Under the colonnade Temple was standing in the midst of a little group of students. One of them cried:

— Dixon, come over till you hear. Temple is in grand form.

Temple turned on him his dark gipsy eyes.

— You're a hypocrite, O'Keeffe, he said. And Dixon is a smiler. By hell, I think that's a good literary expression.

He laughed slyly, looking in Stephen's face, repeating:

— By hell, I'm delighted with that name.

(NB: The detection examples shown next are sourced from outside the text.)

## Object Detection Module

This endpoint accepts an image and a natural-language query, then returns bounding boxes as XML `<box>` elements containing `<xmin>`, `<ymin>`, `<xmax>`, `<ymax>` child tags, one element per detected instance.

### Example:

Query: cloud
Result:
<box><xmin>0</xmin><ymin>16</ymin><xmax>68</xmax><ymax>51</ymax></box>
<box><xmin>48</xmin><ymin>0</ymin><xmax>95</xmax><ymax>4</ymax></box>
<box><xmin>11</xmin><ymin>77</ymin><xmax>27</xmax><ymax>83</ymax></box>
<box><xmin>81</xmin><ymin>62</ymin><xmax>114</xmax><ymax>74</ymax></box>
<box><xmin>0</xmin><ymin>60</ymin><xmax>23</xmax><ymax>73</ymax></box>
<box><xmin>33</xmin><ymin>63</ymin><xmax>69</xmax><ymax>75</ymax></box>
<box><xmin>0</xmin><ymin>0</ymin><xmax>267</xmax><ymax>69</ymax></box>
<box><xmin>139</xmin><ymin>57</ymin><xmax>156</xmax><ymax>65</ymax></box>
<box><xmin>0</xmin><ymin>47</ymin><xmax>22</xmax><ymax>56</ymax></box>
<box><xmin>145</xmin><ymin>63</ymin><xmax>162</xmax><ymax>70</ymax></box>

A smiler.

A stout student who stood below them on the steps said:

— Come back to the mistress, Temple. We want to hear about that.

— He had, faith, Temple said. And he was a married man too. And all the priests used to be dining there. By hell, I think they all had a touch.

— We shall call it riding a hack to spare the hunter, said Dixon.

— Tell us, Temple, O'Keeffe said, how many quarts of porter have you in you?

— All your intellectual soul is in that phrase, O'Keeffe, said Temple with open scorn.

He moved with a shambling gait round the group and spoke to Stephen.

— Did you know that the Forsters are the kings of Belgium? he asked.

Cranly came out through the door of the entrance hall, his hat thrust back on the nape of his neck and picking his teeth with care.

— And here's the wiseacre, said Temple. Do you know that about the Forsters?

He paused for an answer. Cranly dislodged a figseed from his teeth on the point of his rude toothpick and gazed at it intently

— The Forster family, Temple said, is descended from Baldwin the First, king of Flanders. He was called the Forester. Forester and Forster are the same name. A descendant of Baldwin the First, captain Francis Forster, settled in Ireland and married the daughter of the last chieftain of Clanbrassil. Then there are the Blake Forsters. That's a different branch.

— From Baldhead, king of Flanders, Cranly repeated, rooting again deliberately at his gleaming uncovered teeth.